Leighton execs signed off on suspect fee
The signature of former Leighton Holdings senior executive David Savage appears on a preliminary tender document that includes an alleged $40 million kickback to win a lucrative project in Iraq.
Documents obtained by Fairfax Media reveal that the agency fee - which the Australian Federal Police suspect was a kickback - was signed off by both Leighton International boss David Savage and chairman John Faulkner in March 2010, well before the tender was pitched to the board.
Fraud and bribery claims against Leighton Holdings revealed by Fairfax Media on Wednesday sent the company's shares falling 10.4 per cent to $17.54, their biggest one-day loss since April 2011. The slump wiped $688 million off Leighton's market capitalisation.
The Leighton International board discussed the Iraq project at a board meeting in Mumbai in August and was sent a briefing document on October 3, 2010, before a meeting the following day. The briefing document did not include the suspicious "agency and security services fee". It was hidden in another line item.

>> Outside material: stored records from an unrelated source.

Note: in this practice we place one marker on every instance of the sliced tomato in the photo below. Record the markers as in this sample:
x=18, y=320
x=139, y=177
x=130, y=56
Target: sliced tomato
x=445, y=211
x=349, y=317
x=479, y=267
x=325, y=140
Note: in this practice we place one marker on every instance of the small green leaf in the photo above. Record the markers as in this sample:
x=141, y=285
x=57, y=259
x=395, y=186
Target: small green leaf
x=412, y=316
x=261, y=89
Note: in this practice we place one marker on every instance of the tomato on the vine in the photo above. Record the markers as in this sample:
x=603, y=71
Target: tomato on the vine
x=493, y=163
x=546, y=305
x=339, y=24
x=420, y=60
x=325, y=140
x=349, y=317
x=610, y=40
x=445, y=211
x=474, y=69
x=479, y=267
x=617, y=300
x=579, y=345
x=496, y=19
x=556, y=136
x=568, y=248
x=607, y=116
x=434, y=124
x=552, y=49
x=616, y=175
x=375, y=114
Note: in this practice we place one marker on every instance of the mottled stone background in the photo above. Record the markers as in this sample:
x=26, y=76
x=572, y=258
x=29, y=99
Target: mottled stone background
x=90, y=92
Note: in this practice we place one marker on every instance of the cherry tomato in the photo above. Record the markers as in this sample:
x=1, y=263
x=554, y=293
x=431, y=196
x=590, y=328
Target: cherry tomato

A month before the deal was officially presented to the Leighton board, the $40 million "agency and security support services fee" was removed from the tender sheet. A new category of costs was created, "an 'onshore and security' payment", which was then used in a presentation document sent to the board.

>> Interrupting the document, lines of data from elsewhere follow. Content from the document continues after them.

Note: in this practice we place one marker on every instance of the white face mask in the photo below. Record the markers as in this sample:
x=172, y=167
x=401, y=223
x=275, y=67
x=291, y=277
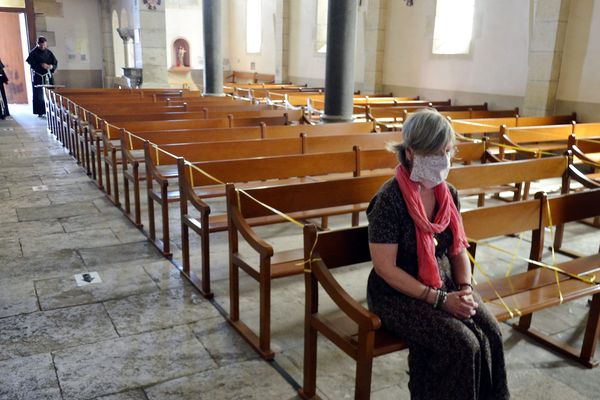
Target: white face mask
x=430, y=170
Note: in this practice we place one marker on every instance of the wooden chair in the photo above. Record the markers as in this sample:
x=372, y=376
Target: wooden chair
x=300, y=201
x=354, y=329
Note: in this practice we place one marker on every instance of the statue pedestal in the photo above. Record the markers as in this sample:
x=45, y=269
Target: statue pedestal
x=181, y=77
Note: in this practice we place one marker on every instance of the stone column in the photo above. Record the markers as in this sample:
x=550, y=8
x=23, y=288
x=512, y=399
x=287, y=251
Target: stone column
x=213, y=59
x=107, y=49
x=339, y=65
x=547, y=39
x=282, y=40
x=153, y=43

A former director of Leighton International - who was at the October board meeting - said he was told there were security concerns in Iraq that justified a high payment. Wal King, who at the time was chief executive of Leighton, and Bob Humphris, who is now chairman of Leighton Holdings, were at that meeting. The director, who did not wish to be named, said there was no discussion at the board meeting about an "agency" payment or other potentially illegal payments.
He said if he had been privy to the tender document that showed a figure of $40 million for "agency and security support services", he would have questioned it. "It was a big number that would have raised questions," he said.

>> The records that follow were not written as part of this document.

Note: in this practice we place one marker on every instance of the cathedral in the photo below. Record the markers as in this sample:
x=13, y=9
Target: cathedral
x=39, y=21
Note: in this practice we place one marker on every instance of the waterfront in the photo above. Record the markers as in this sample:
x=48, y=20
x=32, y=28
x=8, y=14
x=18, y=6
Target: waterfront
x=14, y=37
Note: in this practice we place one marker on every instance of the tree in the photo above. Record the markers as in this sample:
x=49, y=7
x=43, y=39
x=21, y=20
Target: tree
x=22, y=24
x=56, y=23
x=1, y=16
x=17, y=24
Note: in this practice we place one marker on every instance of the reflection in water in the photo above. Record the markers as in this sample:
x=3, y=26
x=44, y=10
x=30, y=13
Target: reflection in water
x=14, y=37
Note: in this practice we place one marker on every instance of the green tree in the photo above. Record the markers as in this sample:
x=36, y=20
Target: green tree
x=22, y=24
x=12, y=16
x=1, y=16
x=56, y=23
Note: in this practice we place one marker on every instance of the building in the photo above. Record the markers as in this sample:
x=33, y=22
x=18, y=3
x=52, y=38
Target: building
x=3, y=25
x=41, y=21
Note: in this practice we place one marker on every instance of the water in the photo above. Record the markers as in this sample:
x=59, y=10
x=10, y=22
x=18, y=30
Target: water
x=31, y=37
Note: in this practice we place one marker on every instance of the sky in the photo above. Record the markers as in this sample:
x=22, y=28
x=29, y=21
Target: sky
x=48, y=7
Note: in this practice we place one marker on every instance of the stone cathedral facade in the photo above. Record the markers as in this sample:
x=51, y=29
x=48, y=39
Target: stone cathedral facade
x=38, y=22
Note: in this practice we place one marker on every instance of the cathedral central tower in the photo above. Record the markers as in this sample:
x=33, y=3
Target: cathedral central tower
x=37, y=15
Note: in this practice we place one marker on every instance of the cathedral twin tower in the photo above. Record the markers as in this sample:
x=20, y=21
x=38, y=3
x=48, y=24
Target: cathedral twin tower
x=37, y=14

As reported on Wednesday, a memo handwritten on November 23, 2010, by Leighton Group acting chief executive David Stewart, had revealed during a meeting with Savage he had the opportunity to negotiate a $US500 million extension to the Iraq contract. Savage allegedly said it would require a $50 million to $60 million payment to a third party subcontractor who would do the onshore work. According to the memo, Stewart asked what the real value of the work was. "He [Savage] said less than 50 per cent of the payment."
"I asked then how we won the current $700 million contract and he says it was won by an $87 [million] payment to a NSC [nominated subcontractor] on the same terms."
The following month, the full Leighton board met and Stewart hosted the meeting as King, the outgoing chief executive, decided not to attend as he had been precluded from most executive decisions at that time. It is not known whether Stewart discussed his concerns with the board at the December 7 board meeting. King said in a statement on Thursday that he had no knowledge of any misconduct at the time.
What is known is that the police investigation into the potentially illegal payments was reported to the Australian Stock Exchange in February last year. At the time, shareholders were not told how big the potential bribery payment was.
Leighton CEO Hamish Tyrwhitt said as soon as the company became aware of the file note, it notified the police. He said it had banned all facilitation payments and was rebuilding the reputation of the company.